Saturday, October 01, 2016

See What You See


Job answered the LORD and said: I know that you can do all things, and that no purpose of yours can be hindered. I have dealt with great things that I do not understand; things too wonderful for me, which I cannot know. I had heard of you by word of mouth, but now my eye has seen you. Therefore, I disown what I have said, and repent in dust and ashes. Job 42:1-3

Nevertheless, do not rejoice because the spirits are subject to you, but rejoice because your names are written in heaven.”  Turning to the disciples in private he said, “Blessed are the eyes that see what you see. For I say to you, many prophets and kings desired to see what you see, but did not see it, and to hear what you hear, but did not hear it.” Luke 10:23-24

Piety
"I will seek out a means of getting to Heaven by a little way—very short and very straight, a little way that is wholly new. We live in an age of inventions; nowadays the rich need not trouble to climb the stairs, they have lifts instead. Well, I mean to try and find a lift by which I may be raised unto God, for I am too tiny to climb the steep stairway of perfection. […] Thine Arms, then, O Jesus, are the lift which must raise me up even unto Heaven. To get there I need not grow; on the contrary, I must remain little, I must become still less.” (Le Petite Voie – The Little Way of Saint Thérèse)

Study
Was Job the model for the Parable of the Prodigal Son?  Perhaps.  In his comments delivered directly to the Lord, Job publicly repents for his past indiscretions and is rewarded – not with a gold ring and a fatted calf – with “fourteen thousand sheep, six thousand camels, a thousand yoke of oxen, and a thousand she-asses. And he had seven sons and three daughters.” Although Job’s descent was not self-inflicted, Job ultimately changed the direction in which he sought happiness. 

This same pivot is what Jesus is witnessing among his followers.  The disciples are returning from their mission and Jesus rejoices “in the Holy Spirit.”  The Spirit of the Lord which had been upon Jesus since his reading in the temple also is now upon the seventy-two.  No longer to they rely solely upon themselves.  They have returned – after taking nothing on the journey – and now know that the secrets of the Father are enough to carry them through their trials and triumphs just as Job changed.  Their salvation is not delivered because “the spirits are subject to [the disciples.]  Rather, Jesus tells them to “rejoice because your names are written in heaven.” 

Jesus is about to upend the law with his condensed set of Two Commandments and illustrate how those new rules are brought to life by the Good Samaritan.  But for now, Jesus is filled with joy at the return of the seventy-two.  He is jubilant that through the experience of mission – where the disciples deprived themselves of material goods – they have made the same progress toward repentance that we see in Job.
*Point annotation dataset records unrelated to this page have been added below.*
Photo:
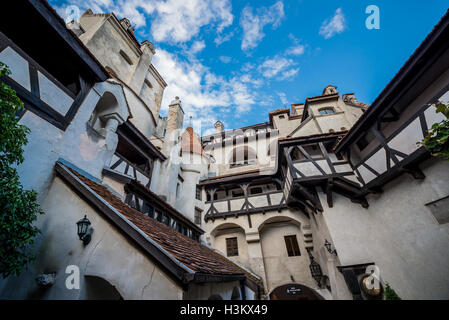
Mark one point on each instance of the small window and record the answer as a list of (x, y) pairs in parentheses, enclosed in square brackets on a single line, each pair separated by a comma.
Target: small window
[(198, 193), (440, 210), (178, 189), (256, 190), (197, 217), (327, 110), (237, 193), (362, 143), (148, 83), (232, 249), (126, 57), (292, 246)]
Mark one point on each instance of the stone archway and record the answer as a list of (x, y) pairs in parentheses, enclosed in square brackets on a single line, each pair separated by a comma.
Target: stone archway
[(294, 291)]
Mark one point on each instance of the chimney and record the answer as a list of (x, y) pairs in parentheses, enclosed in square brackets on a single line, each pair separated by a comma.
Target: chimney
[(297, 109), (219, 127), (175, 115)]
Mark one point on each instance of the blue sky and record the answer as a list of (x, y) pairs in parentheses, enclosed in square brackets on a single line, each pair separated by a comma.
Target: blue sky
[(235, 61)]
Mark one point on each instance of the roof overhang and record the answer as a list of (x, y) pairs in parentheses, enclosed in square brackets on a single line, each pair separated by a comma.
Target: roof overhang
[(428, 62), (49, 32)]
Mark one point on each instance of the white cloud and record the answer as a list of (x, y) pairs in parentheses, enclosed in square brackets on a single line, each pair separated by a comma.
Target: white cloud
[(289, 74), (279, 67), (221, 38), (197, 46), (295, 50), (333, 26), (283, 98), (172, 21), (253, 24), (203, 93), (225, 59)]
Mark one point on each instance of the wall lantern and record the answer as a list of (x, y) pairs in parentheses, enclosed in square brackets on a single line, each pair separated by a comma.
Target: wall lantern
[(329, 247), (84, 230), (316, 271)]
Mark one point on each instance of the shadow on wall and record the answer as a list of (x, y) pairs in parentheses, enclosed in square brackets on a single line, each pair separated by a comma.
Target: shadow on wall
[(99, 289)]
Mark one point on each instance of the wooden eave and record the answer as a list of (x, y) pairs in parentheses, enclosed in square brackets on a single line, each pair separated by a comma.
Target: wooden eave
[(88, 61), (420, 70)]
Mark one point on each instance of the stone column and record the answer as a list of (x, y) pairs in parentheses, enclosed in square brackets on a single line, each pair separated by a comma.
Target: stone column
[(255, 255), (113, 120)]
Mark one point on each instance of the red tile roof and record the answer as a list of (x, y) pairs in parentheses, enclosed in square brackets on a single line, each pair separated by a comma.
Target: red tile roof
[(192, 254)]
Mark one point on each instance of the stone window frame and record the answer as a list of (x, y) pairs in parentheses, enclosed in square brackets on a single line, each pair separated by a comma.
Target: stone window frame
[(232, 247)]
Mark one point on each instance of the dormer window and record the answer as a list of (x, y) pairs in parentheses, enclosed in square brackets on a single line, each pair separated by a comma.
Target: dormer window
[(148, 83), (327, 110), (126, 57)]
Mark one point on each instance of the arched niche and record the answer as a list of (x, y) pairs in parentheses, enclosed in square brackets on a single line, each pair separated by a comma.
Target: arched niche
[(242, 155), (111, 109)]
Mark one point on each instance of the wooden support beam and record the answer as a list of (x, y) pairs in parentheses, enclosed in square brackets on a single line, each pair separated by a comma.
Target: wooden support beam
[(414, 171), (329, 187)]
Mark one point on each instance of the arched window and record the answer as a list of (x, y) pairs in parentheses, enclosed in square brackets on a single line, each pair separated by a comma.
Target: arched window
[(102, 112), (242, 156), (327, 110)]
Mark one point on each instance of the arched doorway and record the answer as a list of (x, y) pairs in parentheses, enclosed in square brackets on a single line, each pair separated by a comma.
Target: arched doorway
[(294, 291), (99, 289)]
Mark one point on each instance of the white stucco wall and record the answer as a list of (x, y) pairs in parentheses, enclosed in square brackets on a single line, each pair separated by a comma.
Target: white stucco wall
[(398, 233), (110, 255)]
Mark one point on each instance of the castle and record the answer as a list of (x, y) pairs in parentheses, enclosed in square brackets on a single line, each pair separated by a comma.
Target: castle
[(304, 206)]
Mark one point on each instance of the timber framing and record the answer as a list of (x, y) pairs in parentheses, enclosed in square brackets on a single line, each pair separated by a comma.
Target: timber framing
[(32, 100)]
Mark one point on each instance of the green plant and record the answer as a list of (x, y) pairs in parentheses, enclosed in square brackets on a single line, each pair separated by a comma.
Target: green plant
[(437, 138), (19, 207), (390, 294)]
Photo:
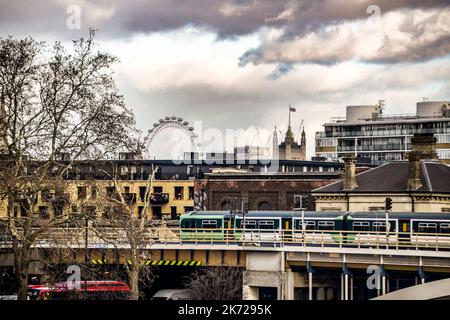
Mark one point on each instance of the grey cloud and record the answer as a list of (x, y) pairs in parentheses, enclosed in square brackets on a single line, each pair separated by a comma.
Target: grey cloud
[(227, 18), (281, 70)]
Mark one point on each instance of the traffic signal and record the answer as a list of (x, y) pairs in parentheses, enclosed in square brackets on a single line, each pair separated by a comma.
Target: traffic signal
[(246, 206), (305, 202), (388, 204)]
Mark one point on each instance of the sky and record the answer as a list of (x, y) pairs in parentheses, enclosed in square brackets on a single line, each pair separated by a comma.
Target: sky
[(239, 64)]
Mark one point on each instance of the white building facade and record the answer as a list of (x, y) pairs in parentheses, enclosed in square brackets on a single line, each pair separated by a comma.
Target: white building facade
[(366, 132)]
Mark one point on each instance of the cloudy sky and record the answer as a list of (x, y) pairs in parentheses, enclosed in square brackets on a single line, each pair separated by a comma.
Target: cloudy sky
[(238, 64)]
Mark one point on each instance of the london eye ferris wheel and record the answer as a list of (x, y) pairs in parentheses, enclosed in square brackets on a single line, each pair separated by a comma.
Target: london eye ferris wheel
[(170, 139)]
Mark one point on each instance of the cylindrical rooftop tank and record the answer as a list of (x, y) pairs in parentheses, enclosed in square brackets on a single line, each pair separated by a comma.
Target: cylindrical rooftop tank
[(432, 108), (355, 113)]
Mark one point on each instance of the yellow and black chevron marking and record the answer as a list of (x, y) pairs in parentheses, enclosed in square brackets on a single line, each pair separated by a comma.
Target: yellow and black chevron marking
[(184, 263), (98, 261)]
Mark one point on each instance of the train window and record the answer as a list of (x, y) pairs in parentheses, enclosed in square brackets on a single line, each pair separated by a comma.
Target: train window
[(266, 224), (209, 224), (379, 226), (325, 225), (189, 224), (249, 224), (427, 228), (444, 227), (361, 226), (309, 225)]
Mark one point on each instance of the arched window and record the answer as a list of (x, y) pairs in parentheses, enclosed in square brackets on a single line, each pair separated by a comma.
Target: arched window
[(225, 206), (264, 206)]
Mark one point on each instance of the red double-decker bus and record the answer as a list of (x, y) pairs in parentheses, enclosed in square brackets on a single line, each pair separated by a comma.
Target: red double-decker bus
[(81, 290)]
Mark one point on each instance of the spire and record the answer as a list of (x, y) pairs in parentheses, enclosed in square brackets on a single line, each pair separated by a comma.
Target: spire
[(275, 150)]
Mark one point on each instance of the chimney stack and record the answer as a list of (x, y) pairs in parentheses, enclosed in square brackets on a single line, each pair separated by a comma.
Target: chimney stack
[(414, 182), (424, 144), (350, 174)]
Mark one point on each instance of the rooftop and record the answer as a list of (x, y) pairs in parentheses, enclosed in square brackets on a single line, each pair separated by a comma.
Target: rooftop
[(393, 176)]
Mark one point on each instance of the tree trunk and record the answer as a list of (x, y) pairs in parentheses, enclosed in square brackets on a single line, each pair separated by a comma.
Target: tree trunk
[(133, 276), (21, 264)]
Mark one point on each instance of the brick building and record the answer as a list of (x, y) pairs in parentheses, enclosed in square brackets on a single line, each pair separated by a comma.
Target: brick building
[(264, 192)]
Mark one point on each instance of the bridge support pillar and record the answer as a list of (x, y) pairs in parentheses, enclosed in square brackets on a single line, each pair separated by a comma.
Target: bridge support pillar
[(267, 270), (346, 284)]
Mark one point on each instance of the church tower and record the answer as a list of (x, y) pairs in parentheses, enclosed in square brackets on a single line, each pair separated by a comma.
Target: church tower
[(275, 150), (2, 124), (303, 144), (289, 149)]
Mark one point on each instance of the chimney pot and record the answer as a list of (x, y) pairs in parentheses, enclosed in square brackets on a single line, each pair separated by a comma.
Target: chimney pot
[(350, 174)]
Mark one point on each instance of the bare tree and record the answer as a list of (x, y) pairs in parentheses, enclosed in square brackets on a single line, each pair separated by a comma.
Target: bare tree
[(52, 102), (129, 232), (216, 283)]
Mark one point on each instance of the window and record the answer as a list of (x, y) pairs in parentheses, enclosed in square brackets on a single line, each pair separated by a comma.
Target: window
[(179, 193), (94, 193), (225, 206), (361, 226), (249, 224), (157, 189), (110, 191), (309, 225), (81, 193), (157, 212), (427, 228), (140, 212), (142, 191), (444, 227), (209, 224), (325, 225), (264, 206), (266, 224), (173, 213), (43, 213), (379, 226), (89, 211)]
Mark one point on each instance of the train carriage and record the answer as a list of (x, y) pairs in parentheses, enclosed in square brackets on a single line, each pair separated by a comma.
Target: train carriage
[(319, 228)]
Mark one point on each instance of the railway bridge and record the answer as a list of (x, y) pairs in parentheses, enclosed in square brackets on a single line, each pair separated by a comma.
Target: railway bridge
[(286, 267)]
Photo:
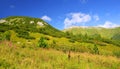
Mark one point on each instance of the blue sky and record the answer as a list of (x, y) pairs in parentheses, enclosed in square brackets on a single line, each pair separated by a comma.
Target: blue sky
[(66, 13)]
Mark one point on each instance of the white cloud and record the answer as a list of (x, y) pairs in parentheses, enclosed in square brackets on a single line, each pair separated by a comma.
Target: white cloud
[(46, 18), (76, 18), (96, 17), (109, 24)]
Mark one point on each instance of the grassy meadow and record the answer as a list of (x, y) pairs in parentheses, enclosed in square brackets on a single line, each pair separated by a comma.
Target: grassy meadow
[(29, 57), (31, 43)]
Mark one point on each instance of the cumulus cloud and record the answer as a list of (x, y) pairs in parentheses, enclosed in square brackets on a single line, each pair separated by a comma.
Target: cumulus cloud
[(46, 18), (109, 24), (76, 18), (96, 17)]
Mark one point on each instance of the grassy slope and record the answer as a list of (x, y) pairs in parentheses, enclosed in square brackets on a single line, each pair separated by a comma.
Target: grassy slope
[(106, 33), (24, 53), (30, 57)]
The moment and prayer of Thanksgiving that Jesus offers also once again illustrates a central theme we have seen develop in the readings from Luke this liturgical year: radical reversal. As Michael Card points out in Luke: The Gospel of Amazement:

[The theme of radical reversal] helps us to see why those who should don’t, while those who shouldn’t do.  It is because God wants it that way.  Jesus is almost singing, “You have hidden these things from the wise and the learned you have revealed them to infants…because this was Your good pleasure.”  This is an appropriate song coming from a man whose mother once sang, “He has satisfied the hungry with good things and sent the rich away empty” (Luke 1:53).  The world is being turned upside down because the Father wants it that way, and Jesus could not be more joyful at the prospect.  It is a rare moment of light on an otherwise dark journey to Jerusalem.

Action
When has your world been turned upside down? Unemployment?  Illness?  The death of a loved one?  On this Memorial of Saint Thérèse of the Child Jesus, we consider how our lives can be more child-like so that our trust in the arms of the Lord will lift us up no matter what the hardships are that we face.